The result? Utter failure. As I write this, four and a half business days later, nobody has contacted me. Not the officer with whom I met. Not her colleague in private banking, with whom I spoke.

Nobody.

As with UPS and EBay earlier this week, BofA demonstrated a lack of frontline, customer-contact skill. A new piece of business literally walked in the front door of one of its branches, and was summarily dropped from sight.

I know yesterday's horrendous earnings report from the bank was largely marred by trading and investment banking problems.

However, to me, the retail experience I had last week seems emblematic of the bank's sheer size as a feature which prohibits it from being competently managed.

As I discussed this experience, and post, with my old Chase friend and colleague, B, today, he related a truly horrific experience of his with Chase. They confused social securities numbers on accounts, and froze some of his assets for no cause.

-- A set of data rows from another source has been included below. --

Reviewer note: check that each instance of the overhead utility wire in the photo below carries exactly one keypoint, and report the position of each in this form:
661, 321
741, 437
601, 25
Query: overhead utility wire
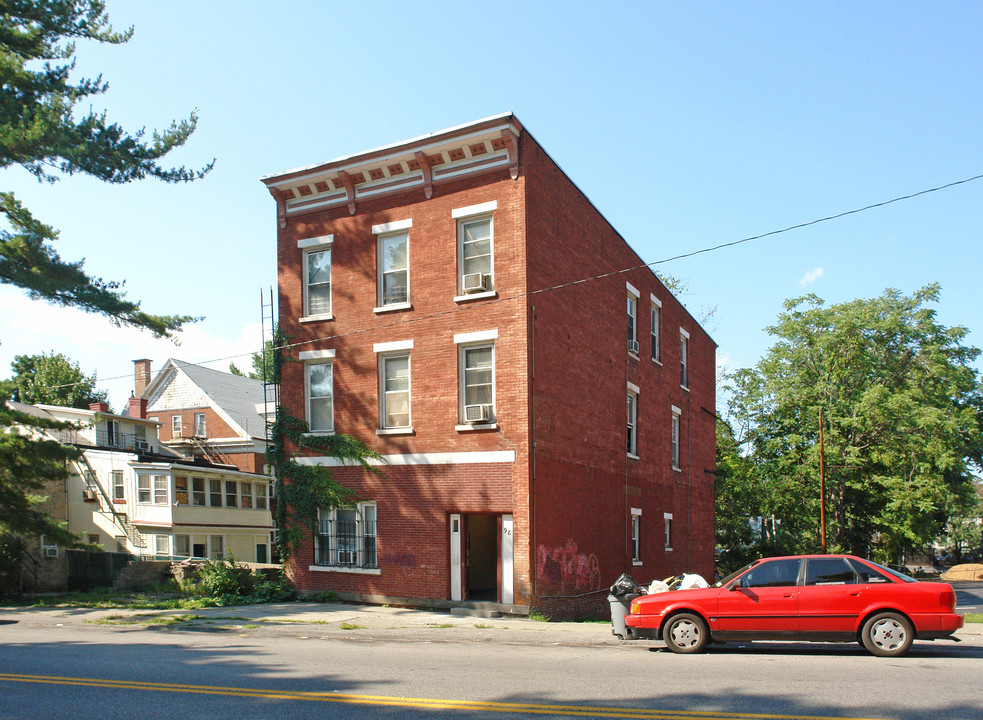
682, 256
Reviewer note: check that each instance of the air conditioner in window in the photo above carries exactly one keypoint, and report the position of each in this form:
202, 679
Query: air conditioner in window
477, 413
476, 282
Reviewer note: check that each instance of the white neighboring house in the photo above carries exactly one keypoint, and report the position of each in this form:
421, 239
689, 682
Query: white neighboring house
205, 413
129, 494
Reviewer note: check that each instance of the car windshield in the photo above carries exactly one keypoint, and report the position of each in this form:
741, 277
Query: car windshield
894, 573
724, 581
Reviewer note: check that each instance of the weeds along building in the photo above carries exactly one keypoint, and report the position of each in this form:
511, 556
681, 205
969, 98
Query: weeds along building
544, 405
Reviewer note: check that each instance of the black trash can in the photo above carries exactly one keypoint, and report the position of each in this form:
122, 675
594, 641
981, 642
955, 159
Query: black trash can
620, 606
624, 590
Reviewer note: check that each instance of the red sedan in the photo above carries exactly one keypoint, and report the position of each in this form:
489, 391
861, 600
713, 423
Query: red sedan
825, 598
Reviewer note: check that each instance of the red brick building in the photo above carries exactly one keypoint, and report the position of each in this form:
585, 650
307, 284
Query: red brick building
544, 404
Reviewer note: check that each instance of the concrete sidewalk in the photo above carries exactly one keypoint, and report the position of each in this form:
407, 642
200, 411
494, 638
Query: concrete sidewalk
356, 622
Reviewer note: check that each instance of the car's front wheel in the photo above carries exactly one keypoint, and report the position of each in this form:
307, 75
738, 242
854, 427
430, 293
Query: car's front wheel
887, 634
686, 633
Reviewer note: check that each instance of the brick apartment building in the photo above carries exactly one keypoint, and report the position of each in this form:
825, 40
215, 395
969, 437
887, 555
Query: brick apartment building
546, 413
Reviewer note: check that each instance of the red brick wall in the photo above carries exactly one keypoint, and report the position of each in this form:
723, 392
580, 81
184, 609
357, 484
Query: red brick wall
585, 484
431, 323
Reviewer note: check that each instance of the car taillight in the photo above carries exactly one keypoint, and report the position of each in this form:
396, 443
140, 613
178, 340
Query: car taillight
948, 599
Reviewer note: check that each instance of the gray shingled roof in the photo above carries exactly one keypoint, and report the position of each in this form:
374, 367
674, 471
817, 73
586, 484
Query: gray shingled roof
236, 395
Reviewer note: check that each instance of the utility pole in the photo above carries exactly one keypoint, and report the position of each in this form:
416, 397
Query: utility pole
822, 482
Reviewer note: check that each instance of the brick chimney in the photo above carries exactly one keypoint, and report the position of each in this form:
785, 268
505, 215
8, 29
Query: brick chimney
138, 407
141, 378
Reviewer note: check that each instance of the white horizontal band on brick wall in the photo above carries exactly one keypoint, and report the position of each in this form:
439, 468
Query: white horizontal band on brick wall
465, 458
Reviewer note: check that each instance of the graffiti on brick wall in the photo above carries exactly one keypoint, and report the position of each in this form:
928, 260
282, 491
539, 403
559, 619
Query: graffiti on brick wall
565, 566
403, 559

As we discussed the treatment we had just received from two of the country's three largest banks, and watched the third, Citigroup, imploding from the managerial incompetence of its CEO, Chuck Prince, combined with the complexity of running the sprawling institution, B and I reaffirmed our belief that these financial juggernauts cannot long, if ever, consistently outperform the S&P500 anymore.

Reviewing the 2- and 5-year Yahoo-sourced charts above, you will not that BofA cannot manage to surpass the index over either timeframe on a simple basis, let alone consistently.

Between Lewis' corporate banking travails, and his retail bank's inept staffing, I don't think BofA will be giving anyone reason to prefer it to the S&P5oo as an investment anytime soon.